# Values

A computer program calculates a number of values. One way to improve its performance is to reduce the number of values it calculates. This is done primarily by avoiding repeated calculation of the same value. The problem for the compiler is then to determine when two computations yield the same value.

## Redundant computations

A programmer generally does not knowingly write the code to compute the same value several times. The programming language may, however, conceal such recomputations in such a way that the programmer has no choice in the matter. Address calculations are the primary culprit.

Suppose that the array a has bounds l1, u1, l2, u2, l3, u3. Assuming that the array is stored by rows starting at address A, and that the size of each element is e, the address of a[i,j,k] can be expressed as:

```A + e * ( (i-l1) +
(j-l2) * (u1-l1) +
(k-l3) * (u1-l1) * (u2-l2)
)
```
Let di = (ui-li), and after a little algebra:
```A - e * (l1 + l2*d1 + l3*d1*d2)
+ i*e + j*e*d1 + k*e*d1*d2)
```

### [Discuss-

• The programmer has no knowledge of or control over these computations
• The first line is a constant that depends only on the array dimensions
• d1*d2 is a constant
• The computation to be done at run time is A - C0 + i*C1 + j*C2 + k*C3
• A similar expression can be obtained if the array is stored by columns

## Example

Consider the following expression that is part of a typical scientific computation:
```a[i,j,k] := ( a[i-1,j,k] + a[i+1,j,k] +
a[i,j-1,k] + a[i,j+1,k] +
a[i,j,k-1] + a[i,j,k+1] ) / 6.0;
```
The address of a[i,j,k] was given above. The address of a[i-1,j,k] is:
```A - C0 + (i-1)*C1 + j*C2 + k*C3
= A - C0 - C1 + i*C1 + j*C2 + k*C3
= A - C01 + i*C1 + j*C2 + k*C3
```

### [Discuss-

• i*C1 + j*C2 + k*C3 appears in every index computation
• Only the ``base address'' changes
• There is no practical way for the programmer to specify that i*C1 + j*C2 + k*C3 should only be computed once
• A non-optimizing compiler will translate each array access independently, thus computing this same value 7 times

## How are values determined?

The normal code generator transforms the expression tree into a sequence of instructions.
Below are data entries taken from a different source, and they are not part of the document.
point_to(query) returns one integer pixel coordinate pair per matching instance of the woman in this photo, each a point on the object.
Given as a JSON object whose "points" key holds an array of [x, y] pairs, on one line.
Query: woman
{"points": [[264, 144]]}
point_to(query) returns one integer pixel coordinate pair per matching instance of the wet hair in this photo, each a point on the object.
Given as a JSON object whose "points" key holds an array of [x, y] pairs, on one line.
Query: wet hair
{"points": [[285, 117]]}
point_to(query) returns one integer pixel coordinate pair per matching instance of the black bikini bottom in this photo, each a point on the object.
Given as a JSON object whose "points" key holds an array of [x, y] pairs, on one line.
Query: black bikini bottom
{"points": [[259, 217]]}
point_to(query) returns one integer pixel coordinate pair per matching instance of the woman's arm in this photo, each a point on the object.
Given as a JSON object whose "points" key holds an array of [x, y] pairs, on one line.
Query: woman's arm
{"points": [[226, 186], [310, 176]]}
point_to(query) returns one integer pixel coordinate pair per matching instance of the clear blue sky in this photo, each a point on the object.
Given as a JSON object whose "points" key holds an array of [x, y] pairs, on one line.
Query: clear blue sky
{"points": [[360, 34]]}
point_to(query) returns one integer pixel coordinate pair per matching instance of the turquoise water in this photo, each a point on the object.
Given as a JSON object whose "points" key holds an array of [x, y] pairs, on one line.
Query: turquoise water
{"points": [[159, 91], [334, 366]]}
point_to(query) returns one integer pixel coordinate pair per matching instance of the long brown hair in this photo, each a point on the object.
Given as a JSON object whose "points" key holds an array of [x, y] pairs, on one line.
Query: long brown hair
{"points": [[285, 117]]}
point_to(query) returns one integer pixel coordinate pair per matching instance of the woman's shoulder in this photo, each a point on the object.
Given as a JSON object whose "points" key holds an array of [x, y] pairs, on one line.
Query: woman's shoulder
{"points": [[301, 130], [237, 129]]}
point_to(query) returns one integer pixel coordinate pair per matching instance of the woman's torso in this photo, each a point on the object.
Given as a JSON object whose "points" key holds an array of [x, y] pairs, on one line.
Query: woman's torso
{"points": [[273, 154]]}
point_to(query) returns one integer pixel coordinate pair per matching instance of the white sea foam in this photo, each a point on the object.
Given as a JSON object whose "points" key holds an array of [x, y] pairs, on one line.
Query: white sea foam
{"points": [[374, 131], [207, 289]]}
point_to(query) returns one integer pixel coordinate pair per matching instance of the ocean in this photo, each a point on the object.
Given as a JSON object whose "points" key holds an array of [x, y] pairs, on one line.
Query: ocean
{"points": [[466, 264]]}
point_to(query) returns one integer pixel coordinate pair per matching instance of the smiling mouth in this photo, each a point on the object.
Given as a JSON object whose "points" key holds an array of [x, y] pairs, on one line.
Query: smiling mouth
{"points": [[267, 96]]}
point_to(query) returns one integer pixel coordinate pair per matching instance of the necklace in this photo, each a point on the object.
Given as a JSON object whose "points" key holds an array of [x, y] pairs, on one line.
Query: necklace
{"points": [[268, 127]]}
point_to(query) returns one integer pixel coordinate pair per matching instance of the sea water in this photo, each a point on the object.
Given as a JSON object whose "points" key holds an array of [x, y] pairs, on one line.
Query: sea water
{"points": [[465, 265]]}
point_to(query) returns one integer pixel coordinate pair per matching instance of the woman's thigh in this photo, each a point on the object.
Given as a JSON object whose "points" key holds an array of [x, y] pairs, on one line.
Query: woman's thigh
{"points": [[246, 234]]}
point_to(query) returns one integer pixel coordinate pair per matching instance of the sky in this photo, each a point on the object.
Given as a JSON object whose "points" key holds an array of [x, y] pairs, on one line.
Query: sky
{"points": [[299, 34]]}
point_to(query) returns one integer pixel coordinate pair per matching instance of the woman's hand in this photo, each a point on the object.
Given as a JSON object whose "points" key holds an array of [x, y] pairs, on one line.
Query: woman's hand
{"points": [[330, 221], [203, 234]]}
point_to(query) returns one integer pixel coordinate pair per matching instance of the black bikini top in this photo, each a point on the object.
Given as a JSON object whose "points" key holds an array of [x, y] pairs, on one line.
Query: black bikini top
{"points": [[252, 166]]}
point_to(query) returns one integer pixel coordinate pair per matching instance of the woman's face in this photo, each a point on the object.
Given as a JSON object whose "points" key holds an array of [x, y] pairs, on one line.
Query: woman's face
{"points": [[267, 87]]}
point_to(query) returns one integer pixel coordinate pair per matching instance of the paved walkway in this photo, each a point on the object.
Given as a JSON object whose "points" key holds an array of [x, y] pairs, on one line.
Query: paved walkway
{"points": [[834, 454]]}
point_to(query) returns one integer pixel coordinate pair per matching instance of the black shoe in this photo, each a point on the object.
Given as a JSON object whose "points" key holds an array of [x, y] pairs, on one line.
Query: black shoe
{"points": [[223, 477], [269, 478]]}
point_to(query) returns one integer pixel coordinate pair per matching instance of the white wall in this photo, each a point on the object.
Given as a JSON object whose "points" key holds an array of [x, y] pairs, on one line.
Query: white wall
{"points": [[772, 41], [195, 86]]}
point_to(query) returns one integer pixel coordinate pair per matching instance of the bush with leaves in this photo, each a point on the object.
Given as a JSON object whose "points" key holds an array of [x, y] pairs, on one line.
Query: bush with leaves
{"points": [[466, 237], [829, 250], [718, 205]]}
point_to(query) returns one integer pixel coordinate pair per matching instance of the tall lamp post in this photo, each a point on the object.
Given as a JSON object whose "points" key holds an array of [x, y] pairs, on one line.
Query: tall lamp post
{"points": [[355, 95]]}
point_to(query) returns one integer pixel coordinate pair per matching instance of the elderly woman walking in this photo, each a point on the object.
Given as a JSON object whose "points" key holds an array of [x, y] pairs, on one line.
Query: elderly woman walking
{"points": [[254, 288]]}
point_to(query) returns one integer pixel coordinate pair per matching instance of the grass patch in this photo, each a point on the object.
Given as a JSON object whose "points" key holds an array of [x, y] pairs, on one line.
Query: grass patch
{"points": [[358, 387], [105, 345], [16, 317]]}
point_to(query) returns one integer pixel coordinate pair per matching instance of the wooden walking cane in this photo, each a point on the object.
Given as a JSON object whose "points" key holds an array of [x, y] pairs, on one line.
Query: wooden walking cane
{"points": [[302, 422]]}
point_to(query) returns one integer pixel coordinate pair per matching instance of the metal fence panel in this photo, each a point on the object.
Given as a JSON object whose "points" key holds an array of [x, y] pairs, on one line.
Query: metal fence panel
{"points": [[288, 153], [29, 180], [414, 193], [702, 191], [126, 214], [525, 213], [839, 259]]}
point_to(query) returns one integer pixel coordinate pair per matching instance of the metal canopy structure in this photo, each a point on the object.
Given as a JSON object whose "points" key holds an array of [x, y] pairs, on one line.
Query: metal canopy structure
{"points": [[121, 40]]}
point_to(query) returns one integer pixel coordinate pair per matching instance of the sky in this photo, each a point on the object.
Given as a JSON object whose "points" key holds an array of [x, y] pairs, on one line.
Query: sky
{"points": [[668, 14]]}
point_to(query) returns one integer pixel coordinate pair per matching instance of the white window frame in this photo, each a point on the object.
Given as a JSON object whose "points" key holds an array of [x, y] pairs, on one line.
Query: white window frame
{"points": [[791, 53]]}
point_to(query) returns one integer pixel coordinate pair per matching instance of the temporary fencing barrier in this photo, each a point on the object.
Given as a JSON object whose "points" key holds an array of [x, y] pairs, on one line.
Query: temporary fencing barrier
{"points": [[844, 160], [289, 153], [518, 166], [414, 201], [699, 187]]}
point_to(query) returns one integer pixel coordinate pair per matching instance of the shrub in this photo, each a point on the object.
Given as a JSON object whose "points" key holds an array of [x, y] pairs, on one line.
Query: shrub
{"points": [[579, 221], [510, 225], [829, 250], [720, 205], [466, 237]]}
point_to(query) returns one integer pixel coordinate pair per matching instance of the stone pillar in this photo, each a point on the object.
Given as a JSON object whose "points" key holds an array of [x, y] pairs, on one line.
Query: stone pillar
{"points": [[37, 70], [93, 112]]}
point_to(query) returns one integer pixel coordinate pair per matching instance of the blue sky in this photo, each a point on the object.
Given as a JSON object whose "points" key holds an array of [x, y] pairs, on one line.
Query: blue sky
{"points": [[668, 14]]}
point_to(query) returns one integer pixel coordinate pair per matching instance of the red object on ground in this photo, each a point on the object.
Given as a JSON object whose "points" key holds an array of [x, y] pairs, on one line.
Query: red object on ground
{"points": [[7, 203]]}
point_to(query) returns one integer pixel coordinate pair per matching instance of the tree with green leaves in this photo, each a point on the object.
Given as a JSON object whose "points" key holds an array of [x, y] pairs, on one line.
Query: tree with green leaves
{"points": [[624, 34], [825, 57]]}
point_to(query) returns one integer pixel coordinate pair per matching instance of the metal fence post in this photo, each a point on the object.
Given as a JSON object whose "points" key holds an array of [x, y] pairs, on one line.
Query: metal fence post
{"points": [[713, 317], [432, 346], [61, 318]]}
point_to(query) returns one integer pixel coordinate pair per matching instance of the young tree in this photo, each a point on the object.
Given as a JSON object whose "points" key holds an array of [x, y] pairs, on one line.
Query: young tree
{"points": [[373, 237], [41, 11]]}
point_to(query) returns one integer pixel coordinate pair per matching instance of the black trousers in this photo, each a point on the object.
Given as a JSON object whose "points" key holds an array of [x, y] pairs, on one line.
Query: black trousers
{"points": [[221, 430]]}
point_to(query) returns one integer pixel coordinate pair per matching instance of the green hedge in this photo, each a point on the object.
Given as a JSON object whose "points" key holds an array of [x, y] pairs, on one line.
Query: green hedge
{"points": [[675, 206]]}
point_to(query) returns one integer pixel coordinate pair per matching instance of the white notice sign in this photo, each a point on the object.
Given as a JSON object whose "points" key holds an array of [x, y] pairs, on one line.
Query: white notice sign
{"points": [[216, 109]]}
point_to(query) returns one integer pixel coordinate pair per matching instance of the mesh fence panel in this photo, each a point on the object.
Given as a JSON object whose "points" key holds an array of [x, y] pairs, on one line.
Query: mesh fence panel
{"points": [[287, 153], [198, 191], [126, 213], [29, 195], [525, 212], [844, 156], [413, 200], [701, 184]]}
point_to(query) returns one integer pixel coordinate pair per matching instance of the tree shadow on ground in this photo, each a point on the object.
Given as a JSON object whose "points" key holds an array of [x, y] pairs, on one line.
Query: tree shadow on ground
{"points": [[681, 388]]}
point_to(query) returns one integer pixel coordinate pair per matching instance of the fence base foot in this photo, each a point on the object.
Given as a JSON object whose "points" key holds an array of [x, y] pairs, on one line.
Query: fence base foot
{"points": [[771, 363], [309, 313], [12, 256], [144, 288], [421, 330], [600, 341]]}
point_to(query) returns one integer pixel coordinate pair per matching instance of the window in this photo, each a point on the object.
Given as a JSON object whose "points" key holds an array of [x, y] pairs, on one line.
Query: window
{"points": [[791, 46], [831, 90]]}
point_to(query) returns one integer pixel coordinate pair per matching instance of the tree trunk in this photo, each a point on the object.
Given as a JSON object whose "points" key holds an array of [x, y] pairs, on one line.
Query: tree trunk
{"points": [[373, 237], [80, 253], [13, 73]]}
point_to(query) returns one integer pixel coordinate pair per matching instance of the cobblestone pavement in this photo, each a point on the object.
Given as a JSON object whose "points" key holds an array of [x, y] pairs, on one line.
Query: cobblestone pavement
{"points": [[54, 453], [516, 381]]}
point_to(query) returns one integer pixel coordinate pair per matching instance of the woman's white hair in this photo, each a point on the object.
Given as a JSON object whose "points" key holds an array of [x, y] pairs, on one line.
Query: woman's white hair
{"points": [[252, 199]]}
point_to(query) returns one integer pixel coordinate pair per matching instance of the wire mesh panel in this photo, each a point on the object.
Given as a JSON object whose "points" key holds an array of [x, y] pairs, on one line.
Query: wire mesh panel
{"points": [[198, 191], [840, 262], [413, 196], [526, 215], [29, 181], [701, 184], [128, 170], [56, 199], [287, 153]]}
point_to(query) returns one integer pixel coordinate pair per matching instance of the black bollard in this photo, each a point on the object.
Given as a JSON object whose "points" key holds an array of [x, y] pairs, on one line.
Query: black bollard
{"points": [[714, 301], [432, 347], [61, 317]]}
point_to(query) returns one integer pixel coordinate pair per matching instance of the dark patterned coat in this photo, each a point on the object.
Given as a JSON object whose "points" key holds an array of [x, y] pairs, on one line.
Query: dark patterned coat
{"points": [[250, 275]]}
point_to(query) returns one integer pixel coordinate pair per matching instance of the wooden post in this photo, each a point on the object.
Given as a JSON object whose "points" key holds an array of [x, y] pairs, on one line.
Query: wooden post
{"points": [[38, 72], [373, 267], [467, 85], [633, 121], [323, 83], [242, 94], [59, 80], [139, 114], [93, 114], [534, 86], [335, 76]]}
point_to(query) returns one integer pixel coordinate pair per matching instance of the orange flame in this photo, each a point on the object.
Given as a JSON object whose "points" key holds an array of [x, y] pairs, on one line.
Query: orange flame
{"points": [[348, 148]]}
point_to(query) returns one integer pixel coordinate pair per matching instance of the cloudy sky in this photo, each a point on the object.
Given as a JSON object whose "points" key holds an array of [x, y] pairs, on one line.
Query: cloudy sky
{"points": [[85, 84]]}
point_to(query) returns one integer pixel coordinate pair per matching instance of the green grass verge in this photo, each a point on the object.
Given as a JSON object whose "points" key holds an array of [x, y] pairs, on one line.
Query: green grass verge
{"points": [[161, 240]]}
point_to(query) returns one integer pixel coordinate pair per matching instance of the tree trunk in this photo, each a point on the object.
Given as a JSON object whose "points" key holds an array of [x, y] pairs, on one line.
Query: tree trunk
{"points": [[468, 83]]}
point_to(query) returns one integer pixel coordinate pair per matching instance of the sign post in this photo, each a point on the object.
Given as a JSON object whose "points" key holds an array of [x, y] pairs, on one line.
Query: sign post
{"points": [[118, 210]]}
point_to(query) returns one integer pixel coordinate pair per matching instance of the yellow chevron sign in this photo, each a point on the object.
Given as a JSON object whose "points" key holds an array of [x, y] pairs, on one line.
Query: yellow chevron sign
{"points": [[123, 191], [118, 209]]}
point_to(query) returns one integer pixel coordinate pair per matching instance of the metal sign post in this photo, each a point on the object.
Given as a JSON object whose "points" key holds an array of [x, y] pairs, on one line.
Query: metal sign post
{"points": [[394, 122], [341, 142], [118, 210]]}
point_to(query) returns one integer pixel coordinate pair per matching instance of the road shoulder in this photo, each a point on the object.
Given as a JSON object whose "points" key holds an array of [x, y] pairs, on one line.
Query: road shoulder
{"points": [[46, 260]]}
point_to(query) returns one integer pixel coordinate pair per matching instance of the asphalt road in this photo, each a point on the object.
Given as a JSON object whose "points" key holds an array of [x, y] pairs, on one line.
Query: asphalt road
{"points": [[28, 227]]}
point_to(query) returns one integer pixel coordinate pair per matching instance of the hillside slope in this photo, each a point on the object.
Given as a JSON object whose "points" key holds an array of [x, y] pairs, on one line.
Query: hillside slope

Considering the MIPS R2000, each instruction does one of the following things:
• Loads a register
• Computes a value into a register from values in registers
• Stores a register
• Transfers control

### [Discuss-

• RISC machine only computes values into registers
• Operands of a computation are always registers
• Specific operations that read and write memory, and do nothing else
• Strong distinction between registers and memory

## Optimizer conventions

The optimizer represents the program as a sequence of actions that are basically identical to RISC instructions.
• Values computed from other values by single operations:
```p: V:=E
```
Here E is an expression with exactly one operator
• Value read from a variable:
```p: V:=S
p: V1:=S[V2]
```
• Value written to a variable:
```p: S:=V
p: S[V1]:=V2
```
• Conditional and unconditional control transfers:
```p: Jump(L)
p: JTrue(L,V)
p: JFalse(L,V)
```

### [Discuss-

• Each action is a ``tuple''; p is a ``program point''
• Distinction between values and variables
• Possibility that variable addresses are computed
• Values are identified by integers
• Distinct integers represent distinct values

## When are values identical?

It is important to note that, for the optimizer, two values are identical if and only if they are obtained from the same values by use of the same operator. Consider the following sequence:
```pi: Vj:=Vm+Vm
pi+1: Vk:=Vm*2
pi+2: Vj:=Vm+Vm
```
Vj and Vk are not identical, even though they represent the same numerical result. The computations at program points i and i+2, on the other hand, involve identical operations on identical values and thus lead to identical values.

### [Discuss-

• The same computation can appear at any number of program points
• We say that values are identical if their defining tuples are congruent
• Congruence is used because mathematical equality is undecidable in general and complicated even in decidable cases
• It's common to extend the notion of congruence to encompass some simple identities:
• v + 0 is congruent to v
• v * 1 is congruent to v
• v2 op v1 is congruent to v1 op v2 when op is commutative
• ...
The length of the list depends on the time the compiler designer wishes to spend analyzing congruence.

## Variables

A value is a specific value that gets computed at a particular program point and never changes. A variable, on the other hand, can be changed by writing to it.
• If we see a read tuple for a variable whose value is unknown, the value delivered must be considered new -- not identical to any previous value
• Unless we can track the values of variables, we'll never find identical values

### [Discuss-

• The abstract program is a sequence of trees
• There is no subtree all of whose leaves are constants
• Non-constant leaves must be variable references
• If all variable references yield distinct values, then by induction on the tree height we will never find any congruent tuples

## Example

The first part of the tuple sequence for the array assignment mentioned above might be:
```p1: V1:=i
p2: V2:=V1*C1
p3: V3:=j
p4: V4:=V3*C2
p5: V5:=V2+V4
p6: V6:=k
p7: V7:=V6*C3
p8: V8:=V5+V7
p9: V9:=V8-C01
p10: V10:=a[V9]
```
If we didn't know that the variables i, j and k were unchanged by this tuple sequence, then we would continue with a sequence having the same form but different values. Actually, however, the next 8 tuples will be identical to those at program points 1-8 and can therefore be omitted.

### [Discuss-

• Need to keep track of the value of a variable
• Need to have some sort of tuple lookup to test congruence
• Writes to a variable are included in this solution
• Need to be able to reliably distinguish variables -- no aliasing

## Basic blocks

A basic block is a sequence of tuples containing no transfers of control: All of the tuples are executed, in order, if any of them are executed.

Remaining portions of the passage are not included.